Dirk had paused when Heath spoke, leaving us all with the cliffhanger of what would keep happening.
When he hit play again, I really listened—Carey’s speech to her biological mother, about me, about our relationship.
“ Jacky is my mom, and when Dad marries her, it’ll finally be official.”
Words that hit too hard, as I choked on things I never got to say to Carey now that she was gone.
Things I had hoped she would know by this time.
That she meant everything to me. She was my whole world, the whole reason I fought for peace that sometimes seemed impossible.
The beginning and end of everything for me.
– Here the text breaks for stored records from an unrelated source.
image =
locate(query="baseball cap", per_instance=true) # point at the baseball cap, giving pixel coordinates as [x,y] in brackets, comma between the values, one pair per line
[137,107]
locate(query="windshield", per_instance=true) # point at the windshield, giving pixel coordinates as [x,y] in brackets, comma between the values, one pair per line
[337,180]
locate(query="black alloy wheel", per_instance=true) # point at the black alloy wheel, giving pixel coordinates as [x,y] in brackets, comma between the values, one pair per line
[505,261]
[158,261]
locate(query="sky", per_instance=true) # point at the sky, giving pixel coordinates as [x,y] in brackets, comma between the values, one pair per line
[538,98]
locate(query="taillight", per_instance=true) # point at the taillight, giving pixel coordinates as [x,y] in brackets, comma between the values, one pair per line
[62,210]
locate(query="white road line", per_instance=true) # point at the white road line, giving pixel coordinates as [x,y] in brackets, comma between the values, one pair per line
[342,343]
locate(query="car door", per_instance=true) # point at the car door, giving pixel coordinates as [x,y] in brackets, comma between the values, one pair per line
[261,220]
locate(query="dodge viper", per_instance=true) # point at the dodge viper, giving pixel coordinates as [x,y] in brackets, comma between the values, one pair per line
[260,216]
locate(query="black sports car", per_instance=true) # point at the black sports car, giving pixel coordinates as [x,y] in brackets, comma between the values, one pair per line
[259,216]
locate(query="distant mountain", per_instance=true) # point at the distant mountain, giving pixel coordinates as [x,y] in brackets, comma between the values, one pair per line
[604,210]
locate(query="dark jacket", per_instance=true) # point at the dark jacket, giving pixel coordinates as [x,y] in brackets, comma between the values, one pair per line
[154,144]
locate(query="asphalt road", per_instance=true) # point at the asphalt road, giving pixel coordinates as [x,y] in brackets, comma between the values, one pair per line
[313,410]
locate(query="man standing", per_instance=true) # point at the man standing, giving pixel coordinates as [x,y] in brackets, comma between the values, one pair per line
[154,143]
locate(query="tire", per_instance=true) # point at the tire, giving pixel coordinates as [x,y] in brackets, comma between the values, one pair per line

She wasn’t the daughter of my blood, not the one I brought into the world, but she was my daughter in every way that really mattered.
She owned my heart and soul in a way that would put me against Heath if I had to be.
Hearing those words from her again, I didn’t regret biting her.
Not a single bit. The tears that welled in my eyes had nothing to do with regret or feeling bad for Heath about making the choice.
They were from the fact that I wasn’t with her to know if she survived or not.
I wasn’t there to welcome her to immortality.
It was Subira who reached out to hit the space bar and pause the playback.
“From this day forth, she is not only Carey Everson. She is also Carey, daughter of Jacky, daughter of Subira,” Subira declared softly. “From this day forth, she is as much a member of my family as she is the one she was born to.”
“She would like that,” Landon said softly, turning to his father, clearly directing that at him. “Right, Pa?”
I looked at Heath, his blank face not revealing anything, but he blinked at Landon’s comment, his eyes turning the ice blue of his werewolf form.
“She would,” he finally said, everyone waiting on him. “Let’s finish this. We need to stop dragging this out.”
“It gets worse from here,” Dirk warned.
I knew that all too well.
Now was the moment when I had been certain there was something wrong.
“I should have… smelled her lying better,” I mumbled. “Because she didn’t mean anything she said to Carey about needing a mother or anything.”